### CS558 Computer Networks, Homework 2

• Question 1

• Give the state transition diagram for the M/M/2 (2 servers with infinite queue size) queueing system (10 pts)

• Give the set of equilibrium equations for the M/M/2 queueing system (10 pts)

• Give an expression the steady state probabilities

 p1 pk, for k ≥ 2

in terms of p0 (10 pts)

• Give an expression for p0 in terms of the arrival rate λ and service rate μ (without a sum of infinite number of terms - work out the summation !!!) (10 pts)

• Give an expression for the average queue length in terms of the arrival rate λ and service rate μ (without a sum of infinite number of terms - work out the summation !!!) (10 pts)

• Question 2: Repair shop

• An office operates 5 high speed printers.

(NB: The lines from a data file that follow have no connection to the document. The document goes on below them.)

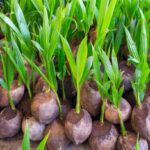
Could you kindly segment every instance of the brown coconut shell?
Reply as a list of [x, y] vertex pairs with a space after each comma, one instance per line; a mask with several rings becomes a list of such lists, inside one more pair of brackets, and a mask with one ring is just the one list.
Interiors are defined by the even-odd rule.
[[34, 117], [24, 118], [22, 121], [22, 131], [25, 133], [26, 125], [29, 127], [29, 137], [31, 141], [40, 141], [43, 138], [45, 125], [39, 123]]
[[94, 121], [89, 145], [92, 150], [115, 150], [118, 131], [109, 122]]
[[72, 109], [65, 121], [65, 132], [67, 137], [75, 144], [81, 144], [91, 134], [92, 131], [92, 119], [90, 114], [81, 109], [77, 114], [75, 109]]
[[55, 94], [37, 94], [31, 104], [31, 113], [40, 123], [49, 124], [59, 115], [59, 107]]
[[71, 103], [68, 100], [62, 100], [60, 101], [61, 103], [61, 108], [62, 108], [62, 117], [65, 120], [67, 117], [67, 114], [71, 111], [72, 107], [71, 107]]
[[[117, 150], [135, 150], [137, 135], [133, 132], [127, 132], [125, 136], [120, 135], [117, 142]], [[139, 138], [140, 150], [148, 150], [147, 140]]]
[[92, 27], [91, 30], [89, 31], [89, 41], [91, 41], [92, 44], [94, 45], [96, 39], [97, 39], [96, 28]]
[[81, 106], [92, 116], [96, 116], [102, 104], [100, 94], [94, 81], [85, 81], [81, 87]]
[[134, 131], [150, 140], [150, 103], [143, 102], [141, 108], [137, 108], [137, 106], [133, 108], [131, 124]]
[[[130, 117], [131, 106], [124, 98], [121, 98], [119, 109], [122, 114], [123, 121], [126, 121]], [[105, 119], [114, 124], [120, 123], [118, 111], [115, 105], [110, 103], [106, 105]]]
[[127, 65], [126, 61], [122, 61], [119, 64], [119, 69], [123, 71], [122, 85], [124, 85], [124, 93], [126, 93], [132, 89], [130, 78], [134, 80], [135, 68], [133, 65]]
[[46, 81], [40, 77], [35, 85], [34, 94], [37, 95], [39, 93], [45, 92], [47, 90]]
[[60, 119], [54, 120], [51, 124], [46, 127], [45, 133], [50, 132], [46, 147], [48, 150], [65, 150], [69, 145], [70, 140], [65, 134], [65, 127]]
[[72, 77], [68, 76], [64, 80], [64, 87], [67, 99], [72, 99], [77, 95], [76, 89], [74, 87], [74, 83], [72, 81]]
[[[23, 84], [18, 85], [18, 81], [13, 80], [10, 89], [10, 94], [15, 105], [17, 105], [22, 99], [24, 95], [24, 90], [25, 87]], [[6, 107], [8, 105], [9, 105], [8, 91], [5, 90], [2, 86], [0, 86], [0, 107]]]
[[21, 128], [22, 114], [20, 111], [4, 108], [0, 112], [0, 138], [15, 136]]
[[42, 77], [39, 77], [34, 87], [34, 94], [37, 95], [39, 93], [44, 93], [46, 92], [46, 90], [47, 90], [46, 81]]
[[3, 32], [0, 30], [0, 39], [4, 37]]

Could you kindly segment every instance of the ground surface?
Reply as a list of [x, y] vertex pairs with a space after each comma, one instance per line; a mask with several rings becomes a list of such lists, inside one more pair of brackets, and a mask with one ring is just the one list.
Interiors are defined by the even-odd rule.
[[[23, 135], [19, 133], [13, 138], [7, 138], [5, 140], [0, 139], [0, 150], [21, 150]], [[36, 150], [38, 143], [31, 142], [30, 150]], [[70, 144], [66, 150], [91, 150], [88, 144], [82, 144], [79, 146], [75, 146]]]

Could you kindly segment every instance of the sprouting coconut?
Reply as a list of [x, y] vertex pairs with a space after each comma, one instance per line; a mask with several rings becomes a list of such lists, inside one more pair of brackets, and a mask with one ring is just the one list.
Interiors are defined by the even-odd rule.
[[94, 121], [89, 145], [92, 150], [115, 150], [117, 138], [118, 131], [114, 125], [107, 121]]
[[70, 140], [65, 134], [65, 127], [63, 121], [60, 119], [54, 120], [46, 127], [45, 133], [50, 132], [46, 146], [48, 150], [65, 150]]
[[[97, 57], [96, 51], [93, 51], [93, 66], [97, 87], [99, 89], [99, 94], [101, 95], [102, 107], [100, 121], [93, 122], [92, 133], [89, 138], [89, 145], [92, 150], [115, 150], [118, 131], [114, 125], [104, 120], [105, 106], [108, 96], [105, 91], [109, 91], [110, 89], [110, 86], [106, 87], [105, 85], [109, 84], [109, 80], [106, 73], [104, 73], [102, 78], [101, 70], [99, 67], [99, 59]], [[106, 70], [104, 70], [104, 72], [105, 71]]]
[[[75, 144], [83, 143], [92, 131], [92, 119], [90, 114], [81, 109], [80, 88], [89, 73], [92, 66], [92, 59], [87, 59], [87, 38], [85, 37], [79, 45], [76, 62], [68, 42], [61, 36], [63, 48], [66, 53], [72, 77], [74, 78], [74, 86], [77, 91], [76, 109], [72, 109], [65, 120], [65, 132], [67, 137]], [[84, 48], [83, 48], [84, 47]], [[71, 57], [69, 57], [69, 54]], [[82, 58], [82, 59], [81, 59]], [[81, 67], [82, 66], [82, 67]], [[85, 70], [86, 69], [86, 70]]]
[[0, 112], [0, 138], [15, 136], [21, 128], [22, 114], [17, 109], [4, 108]]
[[99, 113], [101, 106], [101, 98], [94, 81], [85, 81], [81, 88], [81, 106], [87, 110], [92, 116]]
[[[10, 95], [13, 100], [13, 103], [17, 105], [24, 95], [24, 85], [18, 85], [17, 80], [13, 80], [10, 88]], [[6, 107], [9, 105], [9, 96], [8, 91], [0, 86], [0, 107]]]
[[[145, 33], [146, 26], [144, 23], [144, 15], [143, 12], [141, 13], [141, 36], [140, 39], [142, 43], [145, 44], [144, 47], [139, 48], [137, 50], [137, 47], [134, 43], [134, 41], [131, 38], [131, 35], [127, 28], [125, 28], [126, 38], [127, 38], [127, 44], [129, 50], [132, 52], [132, 48], [134, 47], [134, 54], [131, 53], [132, 60], [136, 60], [138, 63], [134, 62], [134, 65], [136, 67], [135, 74], [134, 74], [134, 81], [131, 79], [131, 84], [136, 100], [136, 105], [134, 106], [132, 110], [131, 115], [131, 124], [133, 129], [139, 133], [140, 136], [143, 138], [150, 140], [150, 104], [147, 102], [143, 102], [144, 96], [145, 96], [145, 90], [146, 90], [146, 84], [147, 79], [149, 77], [149, 65], [147, 63], [147, 54], [148, 54], [148, 47], [147, 47], [147, 35]], [[143, 37], [144, 32], [144, 37]], [[142, 40], [143, 39], [143, 40]]]
[[[133, 132], [127, 132], [125, 136], [120, 135], [117, 142], [117, 150], [134, 150], [136, 147], [137, 135]], [[140, 137], [138, 139], [140, 150], [148, 150], [147, 141]]]
[[25, 133], [26, 124], [28, 124], [30, 140], [40, 141], [44, 135], [45, 125], [36, 121], [34, 117], [26, 117], [22, 121], [23, 133]]
[[89, 113], [81, 109], [80, 113], [77, 113], [75, 109], [72, 109], [65, 121], [65, 132], [67, 137], [75, 144], [83, 143], [91, 134], [92, 120]]
[[150, 140], [150, 103], [143, 102], [140, 108], [135, 106], [132, 111], [132, 128], [142, 137]]
[[[131, 106], [124, 98], [121, 98], [119, 109], [122, 114], [122, 120], [124, 122], [130, 117]], [[106, 105], [105, 118], [107, 121], [114, 123], [114, 124], [119, 124], [120, 122], [118, 110], [116, 106], [113, 104], [110, 104], [109, 102]]]
[[37, 94], [32, 100], [31, 113], [40, 123], [52, 122], [59, 115], [55, 94], [52, 91]]

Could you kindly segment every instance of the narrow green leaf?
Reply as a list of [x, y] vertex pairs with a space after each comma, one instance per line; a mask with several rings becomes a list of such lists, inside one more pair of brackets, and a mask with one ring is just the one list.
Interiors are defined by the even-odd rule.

Each printer has a exponentially distributed operational lifetime with an average life time of 1/λ. This will result in a Poission process with rate λ. Printer failures are independent; so the printer "failure rate" when k printers are operational is equal to k × λ

The office has a printer repait shop with one printer repair technician. The technician can repair a printer in an average repair time of 1/μ. This will result in a Poission process with rate μ.

• Questions:

 Give the state transition diagram for this Birth-death process (10 pts) Give the set of equilibrium equations (10 pts) Solve the equilibrium equations ( numerically ) and give the steady state probabilities ( numerical values ) for the case when λ = 1 and μ = 2 (10 pts) Compute (numerically) the average queue length for the case when λ = 1 and μ = 2 (10 pts) Compute (numerically) the average arrival rate of the printers to the repair shop for the case when λ = 1 and μ = 2 (10 pts)